December 7, 2017
WASHINGTON—U.S. Sen. Mike Rounds (R-S.D.) issued the following statement after voting no on the Continuing Resolution to fund the federal government through December 22, 2017:
“The hasn’t worked in more than four decades. I have been a vocal critic of the current system, which largely rubber-stamps federal spending with very little debate or discussion. This year, working within this broken system, we gave negotiators extra time to work out a compromise on spending. Now we are one day from their extended deadline and yet no closer to a deal than they were three months ago. So they are asking for more time to negotiate, with a new deadline just before the holidays, hoping it will add pressure for Members to accept conditions they may otherwise disagree with.

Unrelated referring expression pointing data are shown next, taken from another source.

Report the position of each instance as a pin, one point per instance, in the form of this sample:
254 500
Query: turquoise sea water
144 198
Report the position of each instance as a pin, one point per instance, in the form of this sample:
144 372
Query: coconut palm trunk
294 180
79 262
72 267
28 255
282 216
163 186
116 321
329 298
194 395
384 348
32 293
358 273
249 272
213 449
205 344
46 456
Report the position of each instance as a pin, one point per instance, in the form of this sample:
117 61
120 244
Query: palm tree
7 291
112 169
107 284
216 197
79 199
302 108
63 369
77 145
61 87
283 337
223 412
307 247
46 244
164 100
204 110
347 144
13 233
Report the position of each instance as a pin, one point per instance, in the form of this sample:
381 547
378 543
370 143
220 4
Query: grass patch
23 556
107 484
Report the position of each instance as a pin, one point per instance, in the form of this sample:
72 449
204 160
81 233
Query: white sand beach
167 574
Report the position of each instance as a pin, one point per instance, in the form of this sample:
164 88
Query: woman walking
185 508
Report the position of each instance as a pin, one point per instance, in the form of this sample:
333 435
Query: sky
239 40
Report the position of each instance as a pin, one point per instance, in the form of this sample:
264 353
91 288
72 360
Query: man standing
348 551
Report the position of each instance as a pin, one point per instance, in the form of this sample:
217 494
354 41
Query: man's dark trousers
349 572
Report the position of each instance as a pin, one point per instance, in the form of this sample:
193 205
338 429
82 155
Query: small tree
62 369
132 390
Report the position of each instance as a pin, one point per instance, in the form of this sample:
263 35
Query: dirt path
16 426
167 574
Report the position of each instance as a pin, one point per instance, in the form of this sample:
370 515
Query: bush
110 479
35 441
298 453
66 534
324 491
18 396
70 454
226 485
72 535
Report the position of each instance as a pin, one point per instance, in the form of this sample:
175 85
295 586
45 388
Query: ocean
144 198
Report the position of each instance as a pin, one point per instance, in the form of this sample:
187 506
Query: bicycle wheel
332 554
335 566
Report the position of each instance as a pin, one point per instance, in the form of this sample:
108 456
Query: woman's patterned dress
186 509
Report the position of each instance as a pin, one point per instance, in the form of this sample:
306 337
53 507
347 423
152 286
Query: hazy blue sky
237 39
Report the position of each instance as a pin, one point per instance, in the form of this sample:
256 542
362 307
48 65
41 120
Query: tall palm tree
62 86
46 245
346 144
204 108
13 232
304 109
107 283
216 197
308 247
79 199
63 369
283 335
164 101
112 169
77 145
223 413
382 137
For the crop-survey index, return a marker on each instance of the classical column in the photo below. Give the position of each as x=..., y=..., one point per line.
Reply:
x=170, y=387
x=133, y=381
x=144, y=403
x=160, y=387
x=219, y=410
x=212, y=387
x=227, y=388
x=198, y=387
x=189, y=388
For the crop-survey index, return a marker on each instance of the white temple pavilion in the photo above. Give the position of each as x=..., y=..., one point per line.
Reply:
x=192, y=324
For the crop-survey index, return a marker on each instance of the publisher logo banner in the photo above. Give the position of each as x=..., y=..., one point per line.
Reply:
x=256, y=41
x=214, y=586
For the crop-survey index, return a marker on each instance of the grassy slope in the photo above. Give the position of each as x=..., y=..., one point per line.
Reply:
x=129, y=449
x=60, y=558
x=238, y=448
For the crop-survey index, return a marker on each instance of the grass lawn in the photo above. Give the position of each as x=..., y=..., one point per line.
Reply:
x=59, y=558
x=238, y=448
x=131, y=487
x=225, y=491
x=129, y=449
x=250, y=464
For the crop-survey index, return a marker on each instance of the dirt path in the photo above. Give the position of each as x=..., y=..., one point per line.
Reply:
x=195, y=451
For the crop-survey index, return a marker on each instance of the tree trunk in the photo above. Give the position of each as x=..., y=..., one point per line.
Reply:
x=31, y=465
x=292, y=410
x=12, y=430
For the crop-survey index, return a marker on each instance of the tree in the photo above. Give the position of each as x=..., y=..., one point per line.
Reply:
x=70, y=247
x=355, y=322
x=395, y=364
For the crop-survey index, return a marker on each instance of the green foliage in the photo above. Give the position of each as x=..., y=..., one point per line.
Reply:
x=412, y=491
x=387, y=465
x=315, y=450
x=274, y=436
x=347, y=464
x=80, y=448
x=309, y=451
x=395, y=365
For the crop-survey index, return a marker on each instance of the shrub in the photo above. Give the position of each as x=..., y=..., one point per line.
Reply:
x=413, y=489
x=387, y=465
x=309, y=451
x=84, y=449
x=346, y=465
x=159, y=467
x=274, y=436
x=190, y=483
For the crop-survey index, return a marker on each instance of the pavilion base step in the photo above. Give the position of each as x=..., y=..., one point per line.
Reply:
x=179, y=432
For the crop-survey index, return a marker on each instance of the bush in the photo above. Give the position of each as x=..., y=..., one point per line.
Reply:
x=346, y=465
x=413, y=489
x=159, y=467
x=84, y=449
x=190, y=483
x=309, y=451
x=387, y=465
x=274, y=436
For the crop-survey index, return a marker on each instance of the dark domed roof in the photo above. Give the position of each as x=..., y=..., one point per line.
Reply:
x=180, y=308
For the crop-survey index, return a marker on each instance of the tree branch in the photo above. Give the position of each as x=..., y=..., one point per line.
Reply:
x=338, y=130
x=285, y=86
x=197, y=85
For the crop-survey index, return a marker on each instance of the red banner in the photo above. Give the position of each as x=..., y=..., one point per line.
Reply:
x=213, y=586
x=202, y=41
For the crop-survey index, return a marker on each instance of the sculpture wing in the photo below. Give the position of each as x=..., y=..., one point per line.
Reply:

This is not good policy.
“A number of us have worked on proposals to modify our current budget ‘process’ – a term I use loosely – so that we can actually do the work we were sent here to do: make informed policy decisions and make certain the federal government is being a responsible steward of taxpayer dollars. Yet Congress continues this pattern of passing short-term, stopgap spending bills.
“I cannot, in good conscience, lend my support to this continuing resolution that merely continues federal spending and whose lone policy change could actually end up hurting South Dakota families. If we are ever to get our spending under control, eliminate wasteful programs and provide much-needed stability for our military, we must reject the status quo.
“This practice will not change until more of us send the message that we must either repair this broken system or we get our work done on time. The American people expect no less.
“As a member of the Senate Armed Services Committee, I am concerned about the impact continuing resolutions have on military readiness. Military leaders have repeatedly warned our committee of the dangers that these short-term, stopgap spending bills have on their ability to adequately train, equip and maintain the force. In particular, under continuing resolutions, the Defense Department is restricted from starting new programs which is deeply concerning in today’s rapidly-changing threat environment. An example is the mounting cyber threat to our armed forces and our civilian critical infrastructure. If we are to adequately recover readiness levels that were lost over the last eight years as well as modernize our armed forces in this increasingly dangerous and complex world, we must give them the funding stability and certainty that continuing resolutions fail to provide.”